Surabaya, Investigasi.today – Operasi senyap diduga dilakukan Kejaksaan Agung di Jawa Timur. Asisten Pidana Umum (Aspidum) Kejaksaan Tinggi Jawa Timur, Joko Budi Darmawan SH., MH, dikabarkan diamankan oleh Tim Pengamanan Sumber Daya Organisasi (Pam SDO) Kejaksaan Agung RI.
Informasi yang dihimpun menyebutkan, pengamanan tersebut terjadi pada 18 Maret 2026, beberapa hari sebelum Idul Fitri. Langkah itu disebut-sebut berkaitan dengan dugaan permainan dalam penanganan perkara pidana umum.

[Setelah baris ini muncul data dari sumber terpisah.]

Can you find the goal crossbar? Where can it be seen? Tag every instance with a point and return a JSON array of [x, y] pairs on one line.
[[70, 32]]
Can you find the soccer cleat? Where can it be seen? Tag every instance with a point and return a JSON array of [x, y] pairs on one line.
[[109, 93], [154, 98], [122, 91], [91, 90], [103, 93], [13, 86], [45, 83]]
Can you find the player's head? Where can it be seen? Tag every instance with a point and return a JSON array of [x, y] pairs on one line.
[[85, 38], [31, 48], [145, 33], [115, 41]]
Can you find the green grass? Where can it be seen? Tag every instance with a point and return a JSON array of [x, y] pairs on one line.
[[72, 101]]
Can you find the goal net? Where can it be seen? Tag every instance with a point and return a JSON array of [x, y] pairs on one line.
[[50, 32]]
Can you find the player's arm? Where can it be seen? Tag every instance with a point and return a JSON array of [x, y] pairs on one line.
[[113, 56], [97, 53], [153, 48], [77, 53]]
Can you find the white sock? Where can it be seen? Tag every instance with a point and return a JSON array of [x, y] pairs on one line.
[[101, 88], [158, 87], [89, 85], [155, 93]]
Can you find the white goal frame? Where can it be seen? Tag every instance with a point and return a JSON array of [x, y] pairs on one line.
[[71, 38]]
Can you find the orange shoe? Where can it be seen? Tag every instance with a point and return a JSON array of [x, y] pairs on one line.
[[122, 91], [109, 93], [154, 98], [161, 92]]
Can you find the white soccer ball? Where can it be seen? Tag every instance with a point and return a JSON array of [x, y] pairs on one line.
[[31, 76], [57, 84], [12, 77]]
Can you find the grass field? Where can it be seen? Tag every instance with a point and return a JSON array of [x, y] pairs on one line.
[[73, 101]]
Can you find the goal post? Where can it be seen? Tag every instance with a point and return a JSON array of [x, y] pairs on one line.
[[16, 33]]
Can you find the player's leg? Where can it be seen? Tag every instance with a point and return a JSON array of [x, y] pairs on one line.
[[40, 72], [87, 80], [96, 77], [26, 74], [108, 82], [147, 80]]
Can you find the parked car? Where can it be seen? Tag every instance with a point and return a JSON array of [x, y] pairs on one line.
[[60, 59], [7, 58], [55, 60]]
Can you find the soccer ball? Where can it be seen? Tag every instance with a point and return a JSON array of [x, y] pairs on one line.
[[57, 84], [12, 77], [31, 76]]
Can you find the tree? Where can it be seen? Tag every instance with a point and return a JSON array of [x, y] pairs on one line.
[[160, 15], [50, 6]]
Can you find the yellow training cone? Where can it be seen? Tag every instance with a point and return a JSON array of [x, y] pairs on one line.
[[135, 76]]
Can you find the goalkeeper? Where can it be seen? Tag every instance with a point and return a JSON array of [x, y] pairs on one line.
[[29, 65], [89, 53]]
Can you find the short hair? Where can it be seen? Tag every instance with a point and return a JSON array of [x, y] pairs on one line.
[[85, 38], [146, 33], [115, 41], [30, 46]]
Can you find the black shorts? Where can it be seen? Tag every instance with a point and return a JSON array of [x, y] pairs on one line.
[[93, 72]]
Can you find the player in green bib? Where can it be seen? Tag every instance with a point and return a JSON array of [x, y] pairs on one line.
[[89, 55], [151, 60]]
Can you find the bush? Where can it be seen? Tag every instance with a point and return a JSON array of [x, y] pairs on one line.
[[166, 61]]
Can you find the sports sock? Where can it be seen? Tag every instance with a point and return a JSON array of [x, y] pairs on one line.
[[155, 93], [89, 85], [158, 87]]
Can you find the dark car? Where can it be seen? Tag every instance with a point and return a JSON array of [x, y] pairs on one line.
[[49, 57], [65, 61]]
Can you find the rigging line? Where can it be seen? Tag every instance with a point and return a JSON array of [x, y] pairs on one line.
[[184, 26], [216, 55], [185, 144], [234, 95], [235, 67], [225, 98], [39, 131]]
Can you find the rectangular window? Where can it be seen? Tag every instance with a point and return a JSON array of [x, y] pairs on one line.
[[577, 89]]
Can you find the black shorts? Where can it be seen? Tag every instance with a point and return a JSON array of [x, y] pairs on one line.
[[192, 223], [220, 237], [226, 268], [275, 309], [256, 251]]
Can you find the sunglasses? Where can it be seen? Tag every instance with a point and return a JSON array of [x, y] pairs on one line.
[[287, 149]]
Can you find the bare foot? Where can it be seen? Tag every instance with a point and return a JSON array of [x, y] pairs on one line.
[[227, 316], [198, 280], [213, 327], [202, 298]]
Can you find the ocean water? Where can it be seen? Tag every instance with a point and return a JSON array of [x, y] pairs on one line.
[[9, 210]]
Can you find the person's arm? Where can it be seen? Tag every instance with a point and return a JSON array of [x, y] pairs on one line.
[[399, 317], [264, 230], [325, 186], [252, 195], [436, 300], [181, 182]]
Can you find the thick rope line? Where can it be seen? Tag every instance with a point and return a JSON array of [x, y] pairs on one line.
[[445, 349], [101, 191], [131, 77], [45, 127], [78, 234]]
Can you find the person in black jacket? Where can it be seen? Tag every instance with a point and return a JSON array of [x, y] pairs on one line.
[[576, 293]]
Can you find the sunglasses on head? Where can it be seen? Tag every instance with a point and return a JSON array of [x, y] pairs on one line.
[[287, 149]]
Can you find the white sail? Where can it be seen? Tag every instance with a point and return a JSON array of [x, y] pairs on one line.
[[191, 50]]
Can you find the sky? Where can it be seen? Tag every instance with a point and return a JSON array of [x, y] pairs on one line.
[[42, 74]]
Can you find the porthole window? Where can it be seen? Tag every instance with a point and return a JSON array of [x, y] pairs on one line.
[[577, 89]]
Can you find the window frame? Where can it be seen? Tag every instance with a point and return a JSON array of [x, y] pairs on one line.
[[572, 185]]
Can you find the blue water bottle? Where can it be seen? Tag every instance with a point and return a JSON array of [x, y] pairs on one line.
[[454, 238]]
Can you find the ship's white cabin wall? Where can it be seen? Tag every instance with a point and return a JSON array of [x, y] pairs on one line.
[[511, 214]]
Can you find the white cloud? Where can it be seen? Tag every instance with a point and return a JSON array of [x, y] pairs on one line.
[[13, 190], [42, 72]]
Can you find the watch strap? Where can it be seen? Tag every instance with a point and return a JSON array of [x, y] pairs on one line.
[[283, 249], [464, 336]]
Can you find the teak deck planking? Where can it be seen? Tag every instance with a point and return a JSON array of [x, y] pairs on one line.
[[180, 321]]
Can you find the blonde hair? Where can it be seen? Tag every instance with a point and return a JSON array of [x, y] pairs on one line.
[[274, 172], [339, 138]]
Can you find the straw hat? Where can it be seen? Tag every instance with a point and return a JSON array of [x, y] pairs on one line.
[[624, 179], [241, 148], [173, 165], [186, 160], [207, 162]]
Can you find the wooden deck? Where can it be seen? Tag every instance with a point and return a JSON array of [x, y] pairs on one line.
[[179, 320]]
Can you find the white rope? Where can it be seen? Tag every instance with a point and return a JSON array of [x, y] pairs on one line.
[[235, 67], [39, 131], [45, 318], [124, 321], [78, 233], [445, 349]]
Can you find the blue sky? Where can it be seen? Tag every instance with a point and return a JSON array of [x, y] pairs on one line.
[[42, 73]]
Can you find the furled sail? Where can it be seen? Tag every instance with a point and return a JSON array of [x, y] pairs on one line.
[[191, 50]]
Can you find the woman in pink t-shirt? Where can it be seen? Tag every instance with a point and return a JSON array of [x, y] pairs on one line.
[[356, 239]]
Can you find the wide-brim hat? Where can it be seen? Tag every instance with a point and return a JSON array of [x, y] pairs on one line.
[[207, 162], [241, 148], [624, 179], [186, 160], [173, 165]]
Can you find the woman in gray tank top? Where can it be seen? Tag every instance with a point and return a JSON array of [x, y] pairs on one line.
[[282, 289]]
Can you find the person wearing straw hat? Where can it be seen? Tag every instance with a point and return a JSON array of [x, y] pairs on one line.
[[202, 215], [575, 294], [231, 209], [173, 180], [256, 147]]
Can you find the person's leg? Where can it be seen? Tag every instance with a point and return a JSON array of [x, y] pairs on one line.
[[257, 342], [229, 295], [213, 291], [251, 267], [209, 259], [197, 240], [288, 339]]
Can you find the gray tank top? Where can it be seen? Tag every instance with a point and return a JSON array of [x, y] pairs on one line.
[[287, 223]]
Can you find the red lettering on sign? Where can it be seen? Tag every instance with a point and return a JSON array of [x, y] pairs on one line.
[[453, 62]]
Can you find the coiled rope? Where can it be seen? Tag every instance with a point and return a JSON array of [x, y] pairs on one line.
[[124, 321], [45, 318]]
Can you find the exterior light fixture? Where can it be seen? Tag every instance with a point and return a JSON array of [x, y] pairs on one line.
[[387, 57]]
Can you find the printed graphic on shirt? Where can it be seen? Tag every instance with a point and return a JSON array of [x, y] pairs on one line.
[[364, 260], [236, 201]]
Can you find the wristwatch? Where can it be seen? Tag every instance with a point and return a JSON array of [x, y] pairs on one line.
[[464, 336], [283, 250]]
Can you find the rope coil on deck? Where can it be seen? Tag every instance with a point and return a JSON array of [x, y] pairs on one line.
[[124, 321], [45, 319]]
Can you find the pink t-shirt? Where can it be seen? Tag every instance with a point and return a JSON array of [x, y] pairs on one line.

Meski belum ada keterangan resmi dari Kejaksaan Agung, kabar tersebut telah lama beredar di kalangan internal kejaksaan di Surabaya.
Kabar Beredar di Internal Kejaksaan
Seorang sumber di lingkungan kejaksaan yang meminta identitasnya dirahasiakan membenarkan adanya pengamanan terhadap pejabat tinggi di Kejati Jawa Timur tersebut.

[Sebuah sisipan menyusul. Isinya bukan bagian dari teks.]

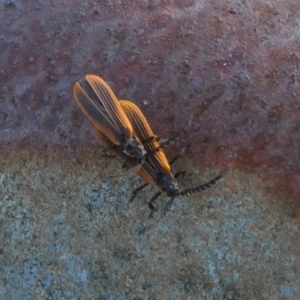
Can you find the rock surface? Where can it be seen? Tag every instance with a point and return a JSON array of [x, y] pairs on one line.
[[67, 230]]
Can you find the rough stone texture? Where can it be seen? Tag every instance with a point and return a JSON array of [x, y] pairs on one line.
[[67, 230]]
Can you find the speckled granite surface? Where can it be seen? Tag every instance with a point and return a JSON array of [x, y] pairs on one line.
[[67, 230]]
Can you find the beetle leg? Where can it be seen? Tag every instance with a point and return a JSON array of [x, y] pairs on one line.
[[151, 206]]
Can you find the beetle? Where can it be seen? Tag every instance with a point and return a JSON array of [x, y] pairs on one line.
[[98, 102], [156, 169]]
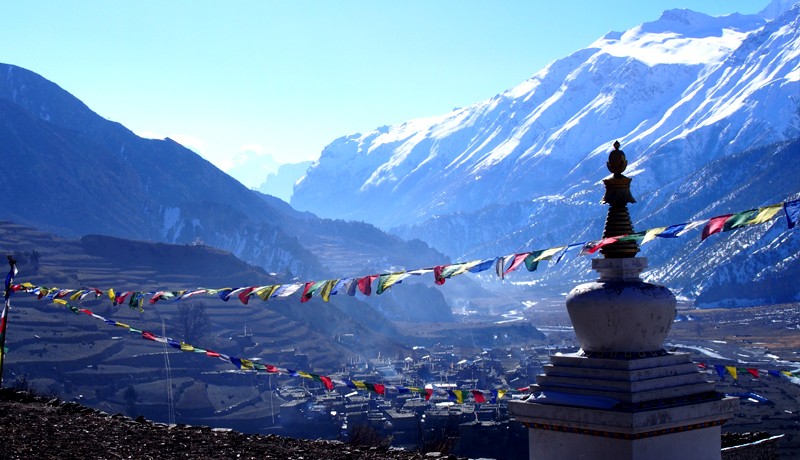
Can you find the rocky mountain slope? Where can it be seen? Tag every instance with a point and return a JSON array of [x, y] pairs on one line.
[[72, 172]]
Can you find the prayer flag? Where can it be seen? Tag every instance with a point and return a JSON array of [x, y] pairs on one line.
[[740, 219], [720, 370], [651, 234], [287, 290], [637, 237], [500, 265], [437, 274], [765, 214], [342, 285], [714, 225], [570, 246], [482, 266], [244, 296], [732, 371], [388, 280], [225, 294], [327, 382], [792, 210], [265, 292], [326, 289], [479, 396], [518, 260], [365, 284], [148, 335], [308, 291]]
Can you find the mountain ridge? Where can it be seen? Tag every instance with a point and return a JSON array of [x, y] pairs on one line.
[[522, 170]]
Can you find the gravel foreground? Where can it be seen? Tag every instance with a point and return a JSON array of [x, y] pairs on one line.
[[34, 427]]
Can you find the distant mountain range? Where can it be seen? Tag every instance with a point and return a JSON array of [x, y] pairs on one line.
[[72, 172], [706, 108], [281, 183]]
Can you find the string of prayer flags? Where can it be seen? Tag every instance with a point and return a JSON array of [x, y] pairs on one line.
[[734, 371], [390, 279], [503, 266], [792, 210], [254, 365]]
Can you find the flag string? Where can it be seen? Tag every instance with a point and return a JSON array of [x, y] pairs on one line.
[[503, 265]]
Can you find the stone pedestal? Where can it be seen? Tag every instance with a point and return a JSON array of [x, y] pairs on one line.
[[622, 396]]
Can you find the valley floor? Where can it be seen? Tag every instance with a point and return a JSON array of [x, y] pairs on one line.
[[35, 427]]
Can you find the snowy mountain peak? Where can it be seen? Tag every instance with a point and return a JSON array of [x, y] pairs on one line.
[[777, 8], [681, 36]]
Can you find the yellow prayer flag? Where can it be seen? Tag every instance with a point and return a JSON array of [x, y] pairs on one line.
[[651, 234], [464, 267], [265, 292], [732, 371], [547, 254], [326, 290], [765, 214]]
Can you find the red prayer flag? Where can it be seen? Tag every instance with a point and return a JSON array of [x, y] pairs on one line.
[[244, 296], [714, 225], [365, 284], [328, 382], [437, 274], [518, 259], [603, 242], [306, 297]]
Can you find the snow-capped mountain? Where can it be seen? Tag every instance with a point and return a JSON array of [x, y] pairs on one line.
[[522, 169]]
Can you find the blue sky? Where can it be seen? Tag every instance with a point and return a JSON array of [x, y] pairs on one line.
[[236, 81]]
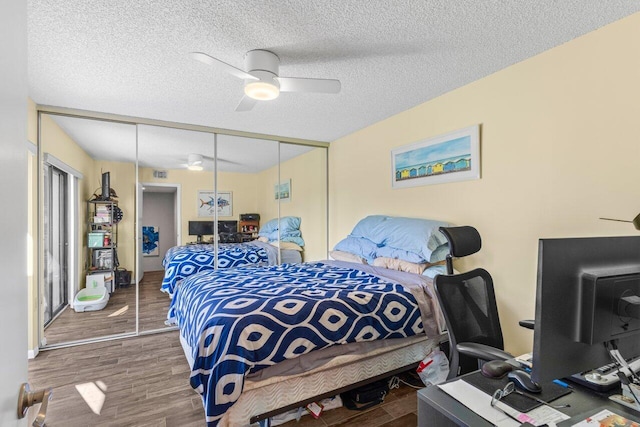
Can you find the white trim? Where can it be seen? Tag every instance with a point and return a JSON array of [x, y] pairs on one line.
[[33, 149], [54, 161], [32, 353], [177, 209]]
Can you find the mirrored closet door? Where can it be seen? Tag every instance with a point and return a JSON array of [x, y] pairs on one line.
[[87, 205], [303, 182], [119, 197]]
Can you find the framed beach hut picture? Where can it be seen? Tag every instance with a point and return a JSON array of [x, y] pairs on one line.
[[207, 203], [452, 157]]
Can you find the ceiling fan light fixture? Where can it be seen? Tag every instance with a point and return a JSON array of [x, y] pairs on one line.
[[194, 162], [261, 90]]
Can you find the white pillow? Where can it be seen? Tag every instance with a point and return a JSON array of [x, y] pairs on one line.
[[347, 256]]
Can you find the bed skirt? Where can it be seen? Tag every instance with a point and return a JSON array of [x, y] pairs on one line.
[[278, 392]]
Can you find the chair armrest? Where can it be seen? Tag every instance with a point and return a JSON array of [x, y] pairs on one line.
[[529, 324], [482, 351]]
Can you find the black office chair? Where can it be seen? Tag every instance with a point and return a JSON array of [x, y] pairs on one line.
[[469, 306]]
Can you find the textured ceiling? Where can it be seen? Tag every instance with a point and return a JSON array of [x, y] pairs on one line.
[[131, 57]]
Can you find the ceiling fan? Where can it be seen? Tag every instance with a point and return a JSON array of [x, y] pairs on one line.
[[198, 162], [262, 81]]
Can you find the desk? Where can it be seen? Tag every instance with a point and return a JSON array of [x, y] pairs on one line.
[[437, 408]]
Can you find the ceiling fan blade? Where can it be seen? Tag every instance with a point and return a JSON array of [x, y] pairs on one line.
[[246, 104], [297, 84], [210, 60]]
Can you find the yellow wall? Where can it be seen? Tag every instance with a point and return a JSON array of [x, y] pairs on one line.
[[559, 149], [308, 189], [307, 173], [242, 186]]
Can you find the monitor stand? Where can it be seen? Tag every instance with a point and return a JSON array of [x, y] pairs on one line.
[[629, 381]]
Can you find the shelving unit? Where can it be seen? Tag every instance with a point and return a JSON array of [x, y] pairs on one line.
[[102, 240], [249, 226]]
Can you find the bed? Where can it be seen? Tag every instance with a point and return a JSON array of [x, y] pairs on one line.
[[259, 339], [180, 262]]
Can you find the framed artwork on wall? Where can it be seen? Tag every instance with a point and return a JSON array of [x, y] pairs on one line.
[[282, 191], [150, 240], [452, 157], [207, 203]]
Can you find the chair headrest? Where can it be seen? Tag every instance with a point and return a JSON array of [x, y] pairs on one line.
[[464, 240]]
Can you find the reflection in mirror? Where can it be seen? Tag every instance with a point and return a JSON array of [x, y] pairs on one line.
[[303, 195], [244, 169], [88, 202], [176, 182], [227, 185]]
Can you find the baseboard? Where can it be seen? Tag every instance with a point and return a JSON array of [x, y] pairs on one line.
[[31, 354]]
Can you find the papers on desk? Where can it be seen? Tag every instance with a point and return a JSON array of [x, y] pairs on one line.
[[480, 403]]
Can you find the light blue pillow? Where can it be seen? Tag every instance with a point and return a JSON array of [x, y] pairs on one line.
[[295, 239], [360, 246], [420, 236], [289, 223], [286, 224], [440, 254], [434, 270], [390, 252], [268, 227], [364, 227]]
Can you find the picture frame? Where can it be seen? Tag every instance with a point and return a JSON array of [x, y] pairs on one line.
[[451, 157], [206, 204], [150, 240], [282, 191]]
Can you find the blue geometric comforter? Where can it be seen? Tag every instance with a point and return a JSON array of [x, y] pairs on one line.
[[183, 261], [242, 320]]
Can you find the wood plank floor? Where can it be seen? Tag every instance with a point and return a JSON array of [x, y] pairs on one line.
[[117, 317], [144, 381]]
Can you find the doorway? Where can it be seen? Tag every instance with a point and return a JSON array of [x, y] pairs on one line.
[[55, 292], [159, 212]]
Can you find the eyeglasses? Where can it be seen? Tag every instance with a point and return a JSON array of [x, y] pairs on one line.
[[502, 392]]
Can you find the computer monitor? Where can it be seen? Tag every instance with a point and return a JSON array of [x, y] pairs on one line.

“Iya, Pak Aspidum Kejati Jatim sudah diamankan sebelum Lebaran. Bukan ditangkap, tapi diamankan oleh tim Pam SDO Kejagung,” ujarnya melalui sambungan telepon, Selasa (31/3/2026).
Menurut sumber tersebut, proses pengamanan dilakukan secara internal sebagai bagian dari pemeriksaan terhadap dugaan pelanggaran dalam penanganan perkara.
Kabar ini bahkan disebut telah menjadi perbincangan di kalangan pegawai kejaksaan di Surabaya dalam beberapa waktu terakhir.
Diduga Tidak Sendiri
Sumber tersebut juga mengungkapkan bahwa tidak menutup kemungkinan ada pihak lain yang ikut diperiksa dalam perkara tersebut.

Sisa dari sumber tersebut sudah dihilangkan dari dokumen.